Originally published in Ainsworth's Magazine: A Miscellany of Romance (Chapman and Hall) vol.1 #1 (Feb 1842).
Prologues have gone out of fashion with perukes, and epilogues have followed them out with pigtails; but an address to the town at the opening of a Magazine is still as regularly looked for as a speech from the throne at the opening of a session.
There is, however, this difference; that as, in the one case, expectation is never disappointed because it is never raised, since nothing is ever communicated; so in the other, expectation is often excited beyond a reasonable pitch, since too much is generally communicated, and promises are made without a chance of their fulfilment.
To adopt the rule that prescribes an address, is not to adopt the rule of faithlessness in the engagements it may contain. But in introducing Ainsworth's Magazine to the public, he whose name it bears pledges himself only upon one point—that at the end of the many volumes yet unformed, to which he confidently anticipates his new venture will extend, nobody shall be able to convict him of breaking a single promise; for he does not intend to make one.
In the construction of a prospectus, promises are looked upon rather as literary conveniences than moral obligations; and a pledge to present greater excellence at a lower cost, frequently implies nothing more than the rounding of a sentence, or the needful supply of matter. "The address looks rather short," said the writer of such a performance, on starting a new periodical. "Add some more promises," observed the conscientious proprietor of the work. In such a dilemma, a simple pledge to be profusely witty, to work a revolution in taste, to increase the harmless stock of public pleasures, and to eclipse the gaiety of nations when the hour of discontinuance shall arrive, fills up the chasm, and gives its due dimensions to the address.
It is as easy to violate such engagements as it is difficult to write a prospectus without making them. But it is equally easy, having determined upon a plan, to describe it in plain words and to give it a fair trial. The originator of this new "Magazine of Romance, General Literature, and Art," is animated by a grateful sense of the favour with which his own productions have been honoured, when he proposes to unite, in companionship with himself, various accomplished writers, qualified to administer to public amusement, and to advance the best purposes of literature.
So far from deeming that a new combination of talents, in a new periodical, in a new form, at a new price, is not wanted, he believes that such a junction under such circumstances was never so desirable as now; and he is of opinion that a plan, which invests the real property and the real responsibility of a Magazine in literary hands, may give greater freedom to writers both in the selection and the treatment of their subjects, and therefore be more favourable to a prosperous exercise of their talents, than is frequently the case under established arrangements. Whatever in this respect benefits the writer, must be for the advantage of the reader; and is as clear a gain as any palpable diminution of price. The command of great and various talent is one essential element of success; but it is essential also that the talent should be directed to the attainment of its happiest results, and be employed in its easiest and most natural way.

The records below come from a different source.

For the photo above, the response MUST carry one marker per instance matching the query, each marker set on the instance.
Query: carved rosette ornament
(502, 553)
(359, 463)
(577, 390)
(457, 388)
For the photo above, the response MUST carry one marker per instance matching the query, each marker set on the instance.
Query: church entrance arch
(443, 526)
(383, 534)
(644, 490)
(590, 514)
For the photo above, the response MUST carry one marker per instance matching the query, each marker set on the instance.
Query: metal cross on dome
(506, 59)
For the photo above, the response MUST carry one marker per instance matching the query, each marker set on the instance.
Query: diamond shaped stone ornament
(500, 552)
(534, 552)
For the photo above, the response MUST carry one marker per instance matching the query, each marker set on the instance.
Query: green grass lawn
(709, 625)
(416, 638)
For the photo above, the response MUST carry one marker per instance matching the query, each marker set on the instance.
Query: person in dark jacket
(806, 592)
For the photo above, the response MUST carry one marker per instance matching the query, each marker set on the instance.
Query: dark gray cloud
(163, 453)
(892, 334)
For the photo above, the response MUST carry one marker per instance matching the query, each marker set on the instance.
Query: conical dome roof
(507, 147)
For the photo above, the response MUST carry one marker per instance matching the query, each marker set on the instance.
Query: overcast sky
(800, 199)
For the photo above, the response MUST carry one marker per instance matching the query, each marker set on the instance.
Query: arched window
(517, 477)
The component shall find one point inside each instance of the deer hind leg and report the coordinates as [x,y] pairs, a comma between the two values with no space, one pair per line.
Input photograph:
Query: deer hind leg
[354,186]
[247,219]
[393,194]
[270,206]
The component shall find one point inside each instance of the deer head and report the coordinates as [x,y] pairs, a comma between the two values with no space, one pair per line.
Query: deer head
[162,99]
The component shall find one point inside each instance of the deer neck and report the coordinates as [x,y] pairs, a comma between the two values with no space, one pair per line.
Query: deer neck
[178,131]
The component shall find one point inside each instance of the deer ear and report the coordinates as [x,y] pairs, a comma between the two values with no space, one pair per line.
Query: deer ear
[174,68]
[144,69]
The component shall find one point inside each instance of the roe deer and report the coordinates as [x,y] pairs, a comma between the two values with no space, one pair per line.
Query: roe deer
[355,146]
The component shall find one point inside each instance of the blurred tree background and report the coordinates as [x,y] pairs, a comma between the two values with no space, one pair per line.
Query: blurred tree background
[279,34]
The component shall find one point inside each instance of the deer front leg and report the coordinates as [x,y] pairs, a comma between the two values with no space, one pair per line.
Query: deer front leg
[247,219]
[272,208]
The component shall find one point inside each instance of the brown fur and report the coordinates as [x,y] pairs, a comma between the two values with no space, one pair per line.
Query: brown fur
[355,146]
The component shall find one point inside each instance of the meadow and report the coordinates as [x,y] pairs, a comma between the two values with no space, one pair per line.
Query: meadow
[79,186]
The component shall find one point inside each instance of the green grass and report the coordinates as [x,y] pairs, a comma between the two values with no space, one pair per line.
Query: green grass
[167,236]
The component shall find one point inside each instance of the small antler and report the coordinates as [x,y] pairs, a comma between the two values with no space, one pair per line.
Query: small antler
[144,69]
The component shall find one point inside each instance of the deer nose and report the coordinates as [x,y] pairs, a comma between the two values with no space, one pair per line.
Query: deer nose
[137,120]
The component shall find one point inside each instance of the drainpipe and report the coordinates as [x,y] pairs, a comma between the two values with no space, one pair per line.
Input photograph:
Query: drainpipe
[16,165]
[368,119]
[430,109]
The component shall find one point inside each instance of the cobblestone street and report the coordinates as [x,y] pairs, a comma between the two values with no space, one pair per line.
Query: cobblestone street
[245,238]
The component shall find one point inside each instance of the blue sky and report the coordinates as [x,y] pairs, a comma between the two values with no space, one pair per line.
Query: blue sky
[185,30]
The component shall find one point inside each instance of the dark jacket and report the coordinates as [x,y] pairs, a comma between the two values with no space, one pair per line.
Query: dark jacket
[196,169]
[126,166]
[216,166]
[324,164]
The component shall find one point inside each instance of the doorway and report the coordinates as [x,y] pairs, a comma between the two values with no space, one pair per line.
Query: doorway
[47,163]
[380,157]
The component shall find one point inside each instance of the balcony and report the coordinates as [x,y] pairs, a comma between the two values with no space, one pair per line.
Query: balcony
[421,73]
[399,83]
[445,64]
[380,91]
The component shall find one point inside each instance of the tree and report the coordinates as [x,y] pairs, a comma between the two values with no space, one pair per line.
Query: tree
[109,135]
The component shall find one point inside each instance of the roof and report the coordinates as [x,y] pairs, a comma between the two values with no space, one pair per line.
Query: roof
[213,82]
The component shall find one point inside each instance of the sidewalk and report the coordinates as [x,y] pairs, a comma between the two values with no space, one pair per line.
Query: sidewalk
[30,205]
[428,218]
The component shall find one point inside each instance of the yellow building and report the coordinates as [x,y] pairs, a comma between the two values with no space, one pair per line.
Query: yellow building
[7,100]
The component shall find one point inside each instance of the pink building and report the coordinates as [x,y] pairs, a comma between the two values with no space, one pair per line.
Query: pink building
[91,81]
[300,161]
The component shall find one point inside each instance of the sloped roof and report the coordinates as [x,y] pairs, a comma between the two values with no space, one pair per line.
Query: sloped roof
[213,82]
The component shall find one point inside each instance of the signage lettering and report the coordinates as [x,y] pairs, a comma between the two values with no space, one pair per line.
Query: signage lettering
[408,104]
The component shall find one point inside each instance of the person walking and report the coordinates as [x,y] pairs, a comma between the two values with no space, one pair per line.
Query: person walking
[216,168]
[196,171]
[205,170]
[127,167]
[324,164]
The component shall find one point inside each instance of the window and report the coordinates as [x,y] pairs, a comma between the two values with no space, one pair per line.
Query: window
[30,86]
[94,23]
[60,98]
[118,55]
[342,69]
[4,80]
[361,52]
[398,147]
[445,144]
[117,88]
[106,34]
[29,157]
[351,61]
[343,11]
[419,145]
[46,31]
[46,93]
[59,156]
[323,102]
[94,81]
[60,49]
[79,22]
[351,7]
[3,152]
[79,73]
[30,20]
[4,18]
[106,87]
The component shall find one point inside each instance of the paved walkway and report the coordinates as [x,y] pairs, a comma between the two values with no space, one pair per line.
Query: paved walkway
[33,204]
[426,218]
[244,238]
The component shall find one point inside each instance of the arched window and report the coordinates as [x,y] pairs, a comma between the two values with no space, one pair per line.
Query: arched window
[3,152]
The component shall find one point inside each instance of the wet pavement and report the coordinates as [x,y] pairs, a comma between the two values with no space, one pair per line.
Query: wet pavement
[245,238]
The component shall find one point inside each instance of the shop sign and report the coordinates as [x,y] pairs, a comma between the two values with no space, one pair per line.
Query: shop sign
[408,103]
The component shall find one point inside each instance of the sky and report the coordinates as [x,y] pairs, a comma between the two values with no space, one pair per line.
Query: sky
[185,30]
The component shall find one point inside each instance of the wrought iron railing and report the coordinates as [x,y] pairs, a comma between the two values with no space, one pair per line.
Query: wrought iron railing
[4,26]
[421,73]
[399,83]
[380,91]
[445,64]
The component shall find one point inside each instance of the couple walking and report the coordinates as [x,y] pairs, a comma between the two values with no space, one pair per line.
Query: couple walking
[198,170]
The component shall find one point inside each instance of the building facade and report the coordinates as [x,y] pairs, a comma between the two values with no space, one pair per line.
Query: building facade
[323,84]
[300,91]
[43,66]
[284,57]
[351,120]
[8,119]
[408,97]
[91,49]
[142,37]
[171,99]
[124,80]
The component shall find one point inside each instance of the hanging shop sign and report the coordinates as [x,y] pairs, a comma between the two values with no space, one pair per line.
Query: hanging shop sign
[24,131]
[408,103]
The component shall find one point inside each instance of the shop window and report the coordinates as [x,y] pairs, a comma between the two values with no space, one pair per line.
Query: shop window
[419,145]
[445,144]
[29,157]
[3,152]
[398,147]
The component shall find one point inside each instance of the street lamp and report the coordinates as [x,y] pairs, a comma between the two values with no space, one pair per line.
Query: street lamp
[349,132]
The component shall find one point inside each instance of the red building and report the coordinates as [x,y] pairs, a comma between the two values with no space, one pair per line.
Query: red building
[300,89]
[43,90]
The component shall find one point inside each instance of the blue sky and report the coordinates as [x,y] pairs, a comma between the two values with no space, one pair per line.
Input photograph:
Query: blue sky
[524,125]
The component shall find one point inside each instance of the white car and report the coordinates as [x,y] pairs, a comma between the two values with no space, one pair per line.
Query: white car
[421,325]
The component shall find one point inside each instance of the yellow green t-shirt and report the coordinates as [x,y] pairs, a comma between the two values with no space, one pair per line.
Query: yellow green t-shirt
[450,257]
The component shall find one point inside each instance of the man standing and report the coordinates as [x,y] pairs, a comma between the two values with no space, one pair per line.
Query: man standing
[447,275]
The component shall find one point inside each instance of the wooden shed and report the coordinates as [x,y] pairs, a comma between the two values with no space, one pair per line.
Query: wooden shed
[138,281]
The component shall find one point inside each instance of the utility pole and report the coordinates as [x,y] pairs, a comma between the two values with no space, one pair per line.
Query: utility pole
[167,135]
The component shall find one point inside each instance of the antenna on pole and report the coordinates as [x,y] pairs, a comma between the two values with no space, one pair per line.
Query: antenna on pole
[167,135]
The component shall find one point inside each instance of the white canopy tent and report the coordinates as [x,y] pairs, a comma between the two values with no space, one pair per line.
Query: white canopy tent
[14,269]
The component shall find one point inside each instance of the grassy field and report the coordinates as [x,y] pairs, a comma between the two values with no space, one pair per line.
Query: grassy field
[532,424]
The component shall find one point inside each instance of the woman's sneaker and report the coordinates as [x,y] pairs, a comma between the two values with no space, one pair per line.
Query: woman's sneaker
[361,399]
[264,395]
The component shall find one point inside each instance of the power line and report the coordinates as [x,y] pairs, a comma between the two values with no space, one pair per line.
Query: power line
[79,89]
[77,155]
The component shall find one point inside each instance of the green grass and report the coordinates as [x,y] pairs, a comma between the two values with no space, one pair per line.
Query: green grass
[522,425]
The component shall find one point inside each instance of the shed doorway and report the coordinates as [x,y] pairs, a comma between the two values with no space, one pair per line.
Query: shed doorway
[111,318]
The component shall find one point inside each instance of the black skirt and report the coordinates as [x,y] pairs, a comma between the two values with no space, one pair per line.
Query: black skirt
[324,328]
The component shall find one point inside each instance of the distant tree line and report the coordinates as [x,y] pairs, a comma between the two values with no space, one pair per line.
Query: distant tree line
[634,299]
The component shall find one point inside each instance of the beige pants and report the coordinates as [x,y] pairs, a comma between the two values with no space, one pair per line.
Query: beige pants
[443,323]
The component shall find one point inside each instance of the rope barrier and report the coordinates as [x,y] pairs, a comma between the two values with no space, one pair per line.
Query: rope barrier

The advantages thus enjoyed will lead, it may be presumed, to a higher tone of literary speculation, as well as to a more steadfast moral endeavour, on the part of the poet, the essayist, and the critic. Loftier aims and truer purposes may be here secured, without in the slightest degree cramping those attractive pages that must be reserved for Romance, or excluding even one of those lighter accessories of the Magazine which divert the gay-hearted reader—{setting him thinking, perhaps, while he laughs,)—in the guise of humorous incident and playful satire—in the jest that is born with a smile rather than a sneer—in piquant sketches of society, notabilia of travel, and portraitures of eccentricity, many-sided and mysterious. For all such whimsies and wonders there will be ample room and verge enough, even though Philosophy should rear her head in their immediate neighbourhood, looking with face severe, yet neither scornful nor ashamed, upon her frolicsome companions.
The plan, then, of Ainsworth's Magazine will comprise, as occasion serves, papers of bold and original inquiry into the great ends for which books were written—into books themselves, in their multitudinous forms and into the mind, which they feed and fashion. It may treat of states and statesmen, though it will avoid politics and scandal. It will pass, perhaps, from a view of the general structure of society, to a ludicrous dissection of one of the atoms that compose it. It will investigate past events where it can, and shew, too, how history has reported them. These are some among the more arduous of its tasks—the constant aim will be to execute them in a popular, and never in a rigid or pedantic spirit.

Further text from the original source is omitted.